Allow me to open by clearly stating my own thoughts before I dive into the implications of some discovery drawing a clear line between transsexualism and some collection of intersex conditions. Personally, I find the idea intellectually appealing. The notion that transsexuals are a result of various biological factors resolves the issue of rationalizing some of the more difficult aspects of the transsexual narrative - such as the knowledge of being different long before any sense of social gender would be emerging. That said, as intriguing as the various bits of research are out there that suggest physiological factors at play are, they remain inconclusive to date. Inconclusive does not imply negation of the hypothesis however.
Intersex is an extremely broad term today - it covers everything from ambiguous genitalia (what used to be called "hermaphroditism") to an emerging array of chromosomal and genetic variations that result in various forms of sexual ambiguity. In fact, about the only thing it doesn't encompass yet are conditions which are seen as primarily psychological in nature.
The implications of subsuming transsexualism under the Intersex umbrella are enormous - but not necessarily bad.
(1) Shattering of the "Gender Binary"
I would argue that this change would all but destroy the concept of gender as a binary along "male/female" lines. The very existence of Intersex people on this world already calls into question the idea that there are only two physical genders. Including transsexuals would clearly demonstrate that physiological variations occur in ways that affect brain function and/or structure as well.
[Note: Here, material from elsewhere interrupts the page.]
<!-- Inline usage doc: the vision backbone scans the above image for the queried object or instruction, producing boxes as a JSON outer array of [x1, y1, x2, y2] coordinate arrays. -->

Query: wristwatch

(2) Evolution of Gender (and Sexuality) Models
If the intellectual construct of the gender binary is rendered invalid, what replaces it? Ideally, some kind of "gender as a spectrum" model which recognizes that there are more than just two genders out there. This leads us back into the world (at least temporarily) of variations on the Kinsey scale - more likely loosely based on The Harry Benjamin Gender Disorientation Scale (which is modelled somewhat on Kinsey's).
When one views humanity as existing on a series of continua (for different attributes), it becomes a lot easier to accept as normal the presence of the unusual.
(3) Normalization of the Abnormal
The language of gender and sexuality that we have today tends to work primarily on the notion that there is "normal" and everything outside of that is "abnormal" (and hence, implicitly bad).
Both Intersex and Transsexual individuals suffer the negative consequences of this on a daily basis. Whether it is an over-eagerness to perform surgery on Intersex people to "normalize" their appearance, or the discrimination that anyone who appears gender variant can experience in using public washrooms.
In the long term, a broader understanding of gender than is currently typical will go a long ways towards removing the stigma of being different - regardless of the reason.
(4) Clarification of Gender Debates
Ironically, this would also be to the benefit of gender studies overall. Right now, we have a situation where theorists studying topics such as feminism are obliged to attempt to answer the "but what is gender?" question in order to have logically consistent models. This has produced some truly execrable results (such as Butler) which deny evidence already available. A more generalized view of gender would move those debates back into the world of the study of the social implications of gender - where people like Butler are much more able to form coherent arguments.
(5) Access To Treatment
Whether one is transsexual, or Intersex, accessing appropriate medical treatment is horrendously difficult right now. Most practitioners are ill-equipped to deal with such marginal populations, and the stigma that is associated with either is such that many practitioners are unwilling to even provide referrals to appropriately qualified peers.
Again, a more broadly defined view of gender would go a long ways to making it easier to shed the stigma that is associated with either condition. Normalizing a condition's existence goes a huge distance to making it easier for the professionals to be directly involved.